With this edition of SLEEK focusing on desire, I dig deeper into his Red Hand Files, trying to discover what he thinks about the word’s physical and creative associations, wondering if he thinks it is always something immediate and animalistic or if it can be gentle and aspirational as well. In an entry from March 2019 I find my answer.

“It is our responsibility to reach beyond our lesser selves to the brightest version of what we can be and breathe life into these ideas,” he wrote.“This act of reaching is almost always accompanied by the wretched homunculus and its dreary anthem of personal incompetence, but it is our sacred duty, to turn around and kick this little fucker in the balls. The fight with the dark force inside us is the forge in which true art is formed.”

I go back and forth on Cave. The more I think about him – waiting at the red light, unmasking after my subway ride, in my favorite chair, my morning coffee smell wafting up in my nose –  the more I can’t figure him out. Just when I think maybe his view of women, for example (check out the Hyatt girls wallpaper on cavethings.com) seems a little sexist or at least antiquated, the more I’m challenged by his ability for self-reflection, evident in the following that he wrote online three years ago:
The truth is I have very little understanding of women at all, they remain deep mysteries containing multitudes – and this is exactly why I enjoy writing about them. It is their feral energy and their seemingly limitless capacity for wonder that, for me, is their undying attraction, both on the page and off. As to the recent “cultural sea changes” affecting women, I feel that they are in danger of eroding those bright edges of personhood, and grinding them down into monotonous identity politics – where some women have traded in their inherent wildness and sense of awe, for a one-size-fits-all protestation against a uniform concept of maleness which I’m not sure I recognise.

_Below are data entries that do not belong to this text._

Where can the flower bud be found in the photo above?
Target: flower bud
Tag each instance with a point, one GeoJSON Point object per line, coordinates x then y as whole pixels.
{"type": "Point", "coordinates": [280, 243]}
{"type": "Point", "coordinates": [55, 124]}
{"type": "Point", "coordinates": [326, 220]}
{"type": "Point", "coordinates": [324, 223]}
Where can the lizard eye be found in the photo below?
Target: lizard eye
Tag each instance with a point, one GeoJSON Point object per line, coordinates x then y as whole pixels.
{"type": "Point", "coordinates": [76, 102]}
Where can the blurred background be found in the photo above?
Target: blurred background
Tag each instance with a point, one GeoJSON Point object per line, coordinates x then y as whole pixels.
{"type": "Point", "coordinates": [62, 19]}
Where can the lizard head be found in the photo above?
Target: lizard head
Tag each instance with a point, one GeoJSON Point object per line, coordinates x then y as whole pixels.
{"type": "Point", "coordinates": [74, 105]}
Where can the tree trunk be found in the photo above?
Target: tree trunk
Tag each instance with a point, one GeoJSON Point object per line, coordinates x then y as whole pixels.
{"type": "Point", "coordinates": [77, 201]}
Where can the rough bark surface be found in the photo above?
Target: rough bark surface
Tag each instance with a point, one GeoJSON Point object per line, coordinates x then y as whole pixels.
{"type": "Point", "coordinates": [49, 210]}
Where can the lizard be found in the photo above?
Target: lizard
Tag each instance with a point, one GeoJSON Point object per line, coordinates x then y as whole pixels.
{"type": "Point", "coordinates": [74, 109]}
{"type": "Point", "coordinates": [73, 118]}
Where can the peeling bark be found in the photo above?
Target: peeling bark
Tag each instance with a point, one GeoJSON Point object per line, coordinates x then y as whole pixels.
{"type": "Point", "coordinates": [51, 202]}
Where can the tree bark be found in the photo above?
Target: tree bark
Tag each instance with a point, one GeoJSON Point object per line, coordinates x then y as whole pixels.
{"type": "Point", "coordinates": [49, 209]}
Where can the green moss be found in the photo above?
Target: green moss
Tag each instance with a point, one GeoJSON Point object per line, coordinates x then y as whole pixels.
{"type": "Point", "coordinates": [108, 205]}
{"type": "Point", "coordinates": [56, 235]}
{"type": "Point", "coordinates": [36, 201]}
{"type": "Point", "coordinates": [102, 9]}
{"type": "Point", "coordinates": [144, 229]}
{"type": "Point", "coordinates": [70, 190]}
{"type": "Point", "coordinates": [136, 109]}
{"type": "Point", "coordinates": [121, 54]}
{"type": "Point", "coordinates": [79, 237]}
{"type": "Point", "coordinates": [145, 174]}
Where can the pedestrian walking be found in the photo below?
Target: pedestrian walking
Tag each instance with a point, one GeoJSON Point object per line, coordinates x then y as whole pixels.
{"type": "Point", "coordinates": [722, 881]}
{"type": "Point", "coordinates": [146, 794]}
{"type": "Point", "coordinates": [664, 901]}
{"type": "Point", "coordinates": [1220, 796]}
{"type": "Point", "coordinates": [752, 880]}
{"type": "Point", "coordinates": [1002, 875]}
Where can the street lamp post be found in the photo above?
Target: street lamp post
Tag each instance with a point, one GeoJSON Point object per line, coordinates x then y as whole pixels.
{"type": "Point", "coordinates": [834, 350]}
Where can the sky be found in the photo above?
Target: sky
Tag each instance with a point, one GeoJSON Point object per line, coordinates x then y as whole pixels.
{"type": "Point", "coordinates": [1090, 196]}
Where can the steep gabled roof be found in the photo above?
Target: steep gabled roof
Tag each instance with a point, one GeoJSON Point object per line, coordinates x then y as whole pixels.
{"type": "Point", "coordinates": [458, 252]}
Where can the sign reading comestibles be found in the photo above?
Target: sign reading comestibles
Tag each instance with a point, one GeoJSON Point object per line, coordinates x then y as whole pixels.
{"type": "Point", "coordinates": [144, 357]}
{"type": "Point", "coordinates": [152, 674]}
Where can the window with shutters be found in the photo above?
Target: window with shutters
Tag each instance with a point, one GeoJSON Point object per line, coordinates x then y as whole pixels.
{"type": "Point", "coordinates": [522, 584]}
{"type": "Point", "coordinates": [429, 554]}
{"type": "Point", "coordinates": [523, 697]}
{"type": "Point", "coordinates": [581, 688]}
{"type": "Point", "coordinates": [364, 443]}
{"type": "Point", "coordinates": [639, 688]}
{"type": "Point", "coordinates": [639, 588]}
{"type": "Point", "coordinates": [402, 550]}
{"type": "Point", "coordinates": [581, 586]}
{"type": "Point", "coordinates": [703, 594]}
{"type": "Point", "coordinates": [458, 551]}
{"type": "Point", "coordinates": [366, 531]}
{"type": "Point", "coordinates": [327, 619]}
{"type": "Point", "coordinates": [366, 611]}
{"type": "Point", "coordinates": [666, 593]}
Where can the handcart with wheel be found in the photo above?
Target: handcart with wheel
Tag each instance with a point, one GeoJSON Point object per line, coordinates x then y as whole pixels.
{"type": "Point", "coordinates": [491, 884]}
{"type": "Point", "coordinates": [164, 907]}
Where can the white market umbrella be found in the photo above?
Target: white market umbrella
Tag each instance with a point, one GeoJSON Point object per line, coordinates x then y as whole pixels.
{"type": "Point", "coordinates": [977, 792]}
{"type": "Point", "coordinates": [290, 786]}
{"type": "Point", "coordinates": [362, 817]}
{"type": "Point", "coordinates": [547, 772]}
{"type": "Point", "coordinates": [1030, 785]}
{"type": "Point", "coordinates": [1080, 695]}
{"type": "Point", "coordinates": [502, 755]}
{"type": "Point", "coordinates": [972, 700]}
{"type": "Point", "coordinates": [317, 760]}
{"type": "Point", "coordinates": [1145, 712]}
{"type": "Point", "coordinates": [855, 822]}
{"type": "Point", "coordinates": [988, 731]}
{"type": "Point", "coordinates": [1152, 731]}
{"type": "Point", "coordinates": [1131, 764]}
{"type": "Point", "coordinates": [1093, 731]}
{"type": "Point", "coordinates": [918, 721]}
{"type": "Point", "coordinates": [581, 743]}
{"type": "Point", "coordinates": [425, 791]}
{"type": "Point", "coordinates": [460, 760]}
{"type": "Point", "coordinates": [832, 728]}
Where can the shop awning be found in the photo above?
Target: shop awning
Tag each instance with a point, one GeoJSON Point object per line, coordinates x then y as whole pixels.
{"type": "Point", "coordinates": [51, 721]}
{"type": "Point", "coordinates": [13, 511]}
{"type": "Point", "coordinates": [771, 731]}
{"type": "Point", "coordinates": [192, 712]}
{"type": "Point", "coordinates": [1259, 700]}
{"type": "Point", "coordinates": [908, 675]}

See what I mean? Is this a tired white man talking who’s late to the ‘woke party’, or a prophet who has already begun to anticipate the fallout of the ‘post-new-feminism’ and identity politics era? I simply can’t decide. I’m kind of hoping I don’t have to. Maybe the whole mission of ‘caving in’ what is constantly evolving and ephemeral in nature is a futile, anachronistic one anyway. Or, perhaps it’s a lot simpler than I want to believe. Last October, Pat from Chicago wrote to him, asking how he copes with “mean messages”. The response he published on his digital journal was practically a toolkit for navigating life in the 21st century.

“There is much in our world that is in need of change,” he responded. To be set to rights, and clearly humanity is complex, conflicted and full of faults, but at this moment in time, when our very existence hangs in the balance, we need to come together not just in good faith and consolation, but also in a spirit of creativity and invention. Our existence depends upon offering the best of ourselves. Negativity, cynicism and resentment will not do. “We must love one another or die.”